These days have been so busy (and rather stressful) with singing behind-the-scenes work, blogging, and other life-events. Of course, the nasty weather hasn’t contributed positively at all (quite the reverse, in fact) and neither have my roller-coaster moods…
I have always struggled inwardly with pride; but this boiling pot has grown so full that it’s beginning to show more than it ever has. I’m growing older, coming up with my own thoughts and ideas; and of course, I think those assessments and ambitions simply the cat’s pajamas… or, if I don’t, I certainly don’t want to show anyone else I don’t think so. A result of this is yet another struggle– listening. Trying to hear what people have to say, while my mind is constantly pulling itself apart with vile thoughts, like “They have nothing good to add. Why even listen? You’re waaaay better than them!” Typically (sadly) those thought overcome any small desire I have to consider for a second what a person is trying to communicate to me; and if what I did hear pricks my conscience, I burst out yelling and screaming, or spewing spiteful words just to put in my grimy two cents… It is all a result of pride, and thinking that my way is the best way. But you know what? It isn’t.
God’s way is best. I’ll say it again and again, and I know I accept it in my heart, but it is so hard conforming my thoughts to His thoughts and my will to His will (Ps. 5:8).

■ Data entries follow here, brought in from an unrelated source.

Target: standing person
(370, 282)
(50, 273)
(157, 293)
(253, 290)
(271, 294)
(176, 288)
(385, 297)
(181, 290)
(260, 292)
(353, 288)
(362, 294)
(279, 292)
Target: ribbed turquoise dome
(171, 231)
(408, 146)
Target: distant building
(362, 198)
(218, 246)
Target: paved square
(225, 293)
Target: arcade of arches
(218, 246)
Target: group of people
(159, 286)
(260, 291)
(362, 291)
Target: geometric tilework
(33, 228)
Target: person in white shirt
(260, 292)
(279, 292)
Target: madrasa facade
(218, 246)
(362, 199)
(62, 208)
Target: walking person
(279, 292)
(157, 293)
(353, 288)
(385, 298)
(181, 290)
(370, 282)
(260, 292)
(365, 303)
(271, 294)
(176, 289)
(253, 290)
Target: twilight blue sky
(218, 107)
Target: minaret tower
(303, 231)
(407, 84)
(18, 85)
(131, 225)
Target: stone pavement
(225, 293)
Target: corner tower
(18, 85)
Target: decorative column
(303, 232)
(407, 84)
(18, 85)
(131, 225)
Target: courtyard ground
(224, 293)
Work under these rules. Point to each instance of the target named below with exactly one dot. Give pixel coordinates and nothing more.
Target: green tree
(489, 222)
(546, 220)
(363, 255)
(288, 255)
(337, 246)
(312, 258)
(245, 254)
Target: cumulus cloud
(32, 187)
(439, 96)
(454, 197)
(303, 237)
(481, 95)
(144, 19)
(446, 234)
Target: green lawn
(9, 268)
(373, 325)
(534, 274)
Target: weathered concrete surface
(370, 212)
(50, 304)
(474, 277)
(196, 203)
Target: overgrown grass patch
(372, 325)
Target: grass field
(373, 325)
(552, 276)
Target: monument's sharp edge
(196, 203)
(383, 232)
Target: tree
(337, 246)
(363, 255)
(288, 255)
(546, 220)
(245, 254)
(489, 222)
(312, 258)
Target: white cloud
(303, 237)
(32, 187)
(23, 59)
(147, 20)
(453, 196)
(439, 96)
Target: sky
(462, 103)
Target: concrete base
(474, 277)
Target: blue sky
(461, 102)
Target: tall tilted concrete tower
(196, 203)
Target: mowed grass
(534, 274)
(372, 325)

I know He is testing me, and that I will (in His good time) come out right in the end (Ps. 40: 2). I will learn self-control and humility. He never forsakes those who are His, and is ever present to forgive and pick us back up when we stumble.
I don’t normally share my heart in this way on the blog, but for some reason I felt I needed to this time. This is a sin that I continually struggle with, and one that I need help and prayers in. God will lead me through it, and I will come out better on the other side. I will never doubt that fact.
The top I’m wearing I actually purchased on clearance from an Old Navy up in MI on our family business trip back in July. Let me put it simply: I Adore It. It’s, like, the perfect top! Horizontal stripes, off-the-shoulder seams, 3/4 length sleeves, lightweight; everything that I’ve wanted in a shirt! I only wish I could’ve gotten a few more in different colors and prints ($4 ea. you guys!), but my money was already spent elsewhere… *sigh*
My necklace I got using part of the Hoot Loot from our Origami Owl party, and I am sooo happy with it! The charms are perfect (did you spot the sweet camera??), and I don’t at all regret getting the locket in gold! For some reason, silver seems to be the most practical of metals as far as jewelry goes, but I wanted to shake things up a bit and get a necklace that I could pair with my small collection of gold earrings. My decision was only strengthened by the fact that it was actually plated in the genuine material. Score!